Artist Statement
SONGS FOR GIANTS is a short, interactive essay built in Twine, Bitsy, and Glitch that offers reflections and prompts on lyric games—a genre of analog games that, as Torner (2020) writes, are more “incitements” than playable
systems. This essay weaves together personal anecdotes, myth, minigames, and scholarship to paint an opaque portrait of the analog microgame scene.
In Chapter I: A Eulogy for Giants, I define the lyric game (and its relatives) and encourage a reimagining of “play” that gets smaller and smaller. Through “roleplaying poemoirs” I cite key scholarship and argue for a reinvention
of roleplaying games that decenters play itself. What do we do with games that are not meant to be played?

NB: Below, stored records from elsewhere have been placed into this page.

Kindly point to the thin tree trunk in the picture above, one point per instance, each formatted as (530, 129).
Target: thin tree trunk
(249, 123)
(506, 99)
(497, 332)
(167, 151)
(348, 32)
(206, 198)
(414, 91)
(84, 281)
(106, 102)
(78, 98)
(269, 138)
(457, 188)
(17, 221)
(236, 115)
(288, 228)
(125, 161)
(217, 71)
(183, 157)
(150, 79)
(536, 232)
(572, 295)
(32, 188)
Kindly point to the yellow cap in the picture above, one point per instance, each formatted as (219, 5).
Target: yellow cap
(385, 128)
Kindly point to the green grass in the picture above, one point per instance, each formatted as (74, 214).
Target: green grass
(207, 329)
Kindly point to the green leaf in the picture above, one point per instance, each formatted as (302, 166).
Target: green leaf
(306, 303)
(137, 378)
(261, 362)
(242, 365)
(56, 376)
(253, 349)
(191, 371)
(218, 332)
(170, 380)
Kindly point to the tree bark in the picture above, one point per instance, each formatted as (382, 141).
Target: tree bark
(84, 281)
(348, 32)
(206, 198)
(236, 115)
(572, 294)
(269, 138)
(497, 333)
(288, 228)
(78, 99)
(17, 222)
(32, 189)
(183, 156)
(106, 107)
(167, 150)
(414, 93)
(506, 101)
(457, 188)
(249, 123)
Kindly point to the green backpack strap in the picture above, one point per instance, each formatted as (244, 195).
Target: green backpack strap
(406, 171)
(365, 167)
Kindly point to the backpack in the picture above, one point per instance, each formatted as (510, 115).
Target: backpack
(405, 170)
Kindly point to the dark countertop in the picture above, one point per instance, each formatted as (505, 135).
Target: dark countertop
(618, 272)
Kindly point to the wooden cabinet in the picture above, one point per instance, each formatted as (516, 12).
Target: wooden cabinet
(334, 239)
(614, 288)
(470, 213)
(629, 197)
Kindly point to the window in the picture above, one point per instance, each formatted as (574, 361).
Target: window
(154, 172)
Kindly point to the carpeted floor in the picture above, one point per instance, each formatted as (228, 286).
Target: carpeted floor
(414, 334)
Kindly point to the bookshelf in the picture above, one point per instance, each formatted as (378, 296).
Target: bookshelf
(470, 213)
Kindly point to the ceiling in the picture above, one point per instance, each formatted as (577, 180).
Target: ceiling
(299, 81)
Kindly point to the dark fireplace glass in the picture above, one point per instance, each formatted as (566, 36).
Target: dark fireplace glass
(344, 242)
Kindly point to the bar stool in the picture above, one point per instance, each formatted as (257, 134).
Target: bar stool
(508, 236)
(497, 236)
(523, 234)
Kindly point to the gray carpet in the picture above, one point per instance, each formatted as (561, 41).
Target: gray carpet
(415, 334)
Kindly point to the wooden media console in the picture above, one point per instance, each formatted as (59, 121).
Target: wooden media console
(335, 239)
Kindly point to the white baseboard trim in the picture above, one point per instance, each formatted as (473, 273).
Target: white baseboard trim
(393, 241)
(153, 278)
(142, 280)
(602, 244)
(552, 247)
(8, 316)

Read them? Remake them? Hold them?
In Chapter II: How Close Are the Wolves?, I prompt the player through several Bitsy minigames to reflect on the ways that game mechanics and genealogies often center conventional, big-brand games. I ask what happens when we
let games become small—single pages, or a paper fortune, or even a single word.
Finally, in Chapter III: Unplayable, I provide three “prompts” for users to make/hack/generate their own microgames. Through the first prompt, users can create and print their own one-word RPG. Through the second prompt, users
can remix a one-sentence lyric game adapted from Maria Mison and Jay Dragon’s 101 Games for Survival. Finally, in the third prompt (hosted on Glitch), users have an opportunity to generate absurd, one-page RPGs.
My hope is that this essay (and accompanying prompts) will incite a reimagining of the scope of play and imagine the possibilities of the microscopic—appreciating games that are so tiny they are almost unplayable. Such a reinvention
opens space for a broader sphere of play and making.